Proper hydration is crucial for overall health and supports many bodily functions, including digestion and nutrient absorption. While water doesn't provide calories, it's an essential part of a balanced diet and helps regulate appetite and metabolism.
48. How does food processing affect the nutritional value of foods in a balanced diet?
Food processing can both enhance and diminish nutritional value. Some processes like freezing can preserve nutrients, while others like refining grains can remove beneficial components. A balanced diet should prioritize minimally processed foods to maximize nutritional benefits.
49. What is the importance of omega-3 fatty acids in a balanced diet?
Omega-3 fatty acids are essential fats that play crucial roles in brain function, inflammation reduction, and heart health. They cannot be produced by the body and must be obtained through diet, making them an important consideration in balanced diet planning.
50. What is the role of phytochemicals in a balanced diet?
Phytochemicals are compounds found in plants that, while not essential nutrients, can have beneficial health effects. Including a variety of plant-based foods in a balanced diet ensures a range of phytochemicals, which may help prevent chronic diseases and promote overall health.
51. How does the concept of a balanced diet change during pregnancy and lactation?
During pregnancy and lactation, nutritional needs increase for many nutrients, including calories, protein, and certain vitamins and minerals. A balanced diet during these periods must adapt to meet these increased needs while maintaining overall nutritional balance.
52. What is the impact of ultra-processed foods on maintaining a balanced diet?

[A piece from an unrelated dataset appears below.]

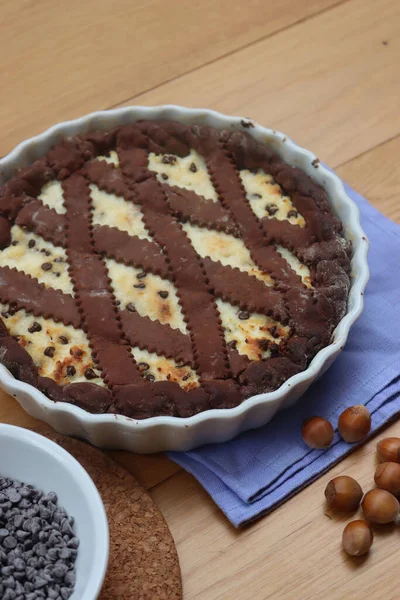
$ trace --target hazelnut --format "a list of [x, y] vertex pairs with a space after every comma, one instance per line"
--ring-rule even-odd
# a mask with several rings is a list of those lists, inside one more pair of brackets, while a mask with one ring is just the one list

Ultra-processed foods often contain added sugars, unhealthy fats, and excess sodium while lacking in essential nutrients. Regular consumption can make it challenging to maintain a balanced diet and may contribute to various health problems. These foods should be limited in a balanced diet.

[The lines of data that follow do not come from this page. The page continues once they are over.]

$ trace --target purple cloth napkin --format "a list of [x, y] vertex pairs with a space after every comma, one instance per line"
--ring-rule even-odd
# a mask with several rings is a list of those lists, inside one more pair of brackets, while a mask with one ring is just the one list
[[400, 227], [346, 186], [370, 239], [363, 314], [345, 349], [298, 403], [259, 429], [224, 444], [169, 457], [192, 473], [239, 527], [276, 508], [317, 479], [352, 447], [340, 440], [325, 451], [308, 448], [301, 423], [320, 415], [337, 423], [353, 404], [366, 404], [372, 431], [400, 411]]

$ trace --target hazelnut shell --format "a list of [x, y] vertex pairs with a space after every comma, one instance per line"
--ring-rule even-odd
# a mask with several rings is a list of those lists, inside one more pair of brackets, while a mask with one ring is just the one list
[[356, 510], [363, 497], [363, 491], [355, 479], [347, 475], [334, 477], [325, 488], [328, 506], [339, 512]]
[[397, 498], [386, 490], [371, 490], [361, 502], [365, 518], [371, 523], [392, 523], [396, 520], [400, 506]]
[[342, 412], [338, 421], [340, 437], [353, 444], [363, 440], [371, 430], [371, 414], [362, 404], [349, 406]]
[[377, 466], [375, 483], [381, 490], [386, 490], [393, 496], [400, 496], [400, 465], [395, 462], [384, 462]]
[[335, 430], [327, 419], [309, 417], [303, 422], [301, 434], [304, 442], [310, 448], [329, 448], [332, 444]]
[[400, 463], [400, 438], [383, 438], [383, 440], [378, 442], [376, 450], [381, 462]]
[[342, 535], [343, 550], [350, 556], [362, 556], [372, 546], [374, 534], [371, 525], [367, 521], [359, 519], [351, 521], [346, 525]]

53. How does the gut microbiome influence and be influenced by a balanced diet?
The gut microbiome plays a crucial role in digestion, nutrient absorption, and overall health. A balanced diet rich in diverse plant foods promotes a healthy gut microbiome, which in turn can enhance nutrient absorption and potentially influence metabolism and immune function.
54. What is the concept of chrono-nutrition, and how does it relate to a balanced diet?
Chrono-nutrition considers the timing of meals in relation to the body's circadian rhythms. It suggests that when we eat can be as important as what we eat. Aligning meal times with natural body rhythms may optimize metabolism and nutrient utilization, contributing to overall diet balance.
55. How can sustainable eating practices be incorporated into a balanced diet?
Sustainable eating involves choosing foods that are both nutritionally balanced and environmentally friendly. This can include eating more plant-based foods, choosing locally sourced produce, and reducing food waste. These practices can be incorporated into a balanced diet to promote both personal and environmental health.